Possible water world spotted orbiting an alien star, https://forums.space.com/threads/possible-water-world-spotted-orbiting-an-alien-star.57343/
The Extrasolar Planet Encyclopaedia — Kepler-138 c (exoplanet.eu)
The Extrasolar Planet Encyclopaedia — Kepler-138 d (exoplanet.eu)
138 d shows a calculated temperature 431 K. Taking a good swim (I like to do this) could make for a very interesting and warm swim :) I also note this about M dwarf star behavior. Proxima Centauri b is a subject of much study now.

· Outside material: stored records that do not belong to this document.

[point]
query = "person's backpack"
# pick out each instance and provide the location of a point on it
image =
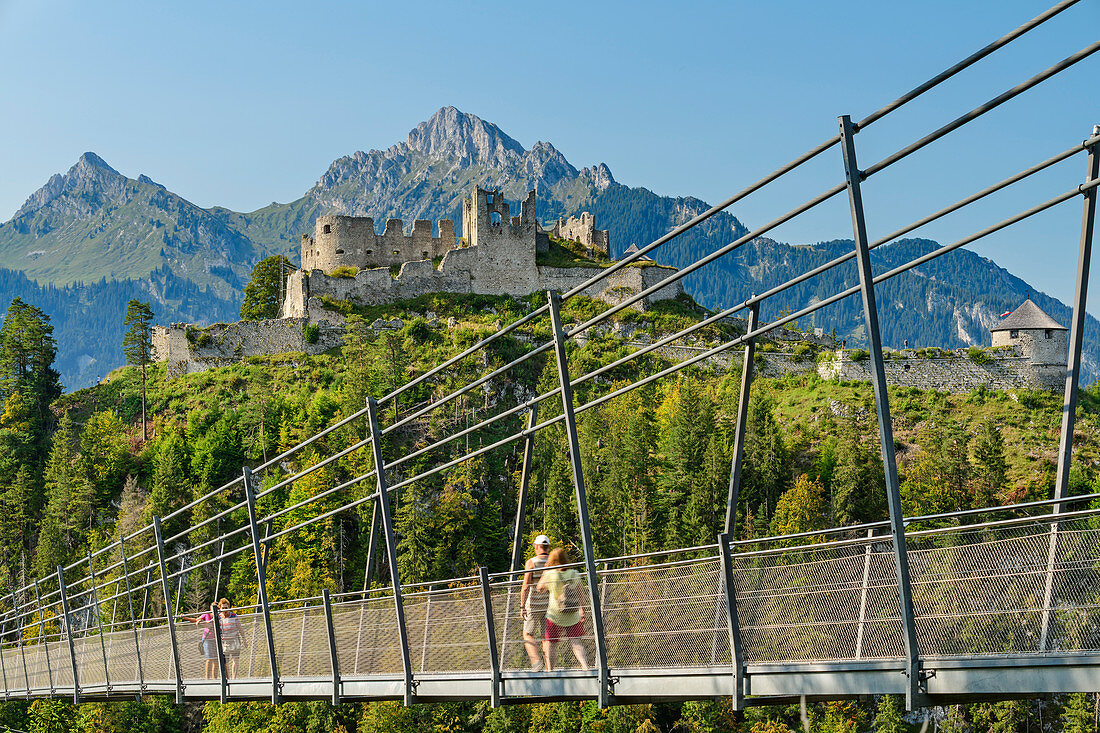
(571, 597)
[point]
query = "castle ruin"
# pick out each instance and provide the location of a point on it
(498, 255)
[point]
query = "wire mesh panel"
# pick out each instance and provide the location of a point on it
(301, 642)
(666, 616)
(122, 657)
(818, 603)
(447, 631)
(90, 660)
(366, 637)
(508, 624)
(1075, 598)
(156, 654)
(982, 590)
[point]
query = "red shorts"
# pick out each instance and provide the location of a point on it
(553, 632)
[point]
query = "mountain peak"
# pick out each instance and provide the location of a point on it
(88, 161)
(89, 174)
(451, 132)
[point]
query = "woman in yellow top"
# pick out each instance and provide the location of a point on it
(565, 611)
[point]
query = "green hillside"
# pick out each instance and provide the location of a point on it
(656, 462)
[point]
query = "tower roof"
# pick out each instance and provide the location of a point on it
(1027, 316)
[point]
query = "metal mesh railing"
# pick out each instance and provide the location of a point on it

Revisiting the space weather environment of Proxima Centauri b, https://arxiv.org/abs/2211.15697
My notes. From the PDF report. "1. INTRODUCTION Extensive research has been directed toward understanding the conditions of close-in planets orbiting M dwarfs. These planets are by far the most abundant kind of detected exoplanet orbiting in the temperature based definition of the habitable zone (HZ). Due to the low luminosity of M dwarfs, their HZ resides very close to the host star (e.g. Kopparapu et al. 2013, 2014 Shields et al. 2016). Low mass stars are typically magnetically more active than higher mass stars, and remain active for much longer (e.g. Reiners & Basri 2008, Wright et al. 2011a, Jackson et al. 2012, Cohen & Drake 2014, Davenport et al. 2019). The associated coronal and chromospheric integrated high-energy radiation can evaporate planetary atmospheres and poses a risk for close-in exoplanets...Proxima Centauri b (Proxima b hereafter) is a rocky planet orbiting in the \habitable zone" of Proxima Centauri, our closest neighboring star at only 1.3 parsecs from Earth (Anglada-Escude et al. 2016). Detailed and realistic magnetohydrodynamic (MHD) simulations predicted that Proxima b should experience stellar wind pressures four orders of magnitude larger than the solar wind pressure experienced at Earth, together with strong variations of this pressure on timescales as short as a day (Garraffo et al. 2016b). Such simulations also predicted that planets around M dwarfs like Proxima b will sufer from intense Joule heating (Cohen et al. 2014), severe atmospheric loss (Dong et al. 2017, Garcia-Sage et al. 2017)...The average wind pressures for the three cases fall in the range 100-300 times the solar wind pressure at Earth."
My note. It is apparent that Proxima Centauri b may not be a habitable exoplanet with the host star magnetic field causing problems and intense stellar wind and radiation blasting the exoplanet. Defining habitable zones around red dwarf stars has more issues for astrobiology to find life, somewhere out there it seems. At the moment, Kepler-138 system I did not find information on concerning host star stellar winds and erosion or surface temperature other than 138 d showing 431 K. The space.com report ends, "The researchers hope that the Kepler-138 planets won't be the last to offer puzzles like these. "As our instruments and techniques become sensitive enough to find and study planets that are farther from their stars, we might start finding a lot more water worlds like Kepler-138c and d," Benneke said."
Exoplanets orbiting red dwarf stars may not be good places to live at and water worlds remain to be confirmed too.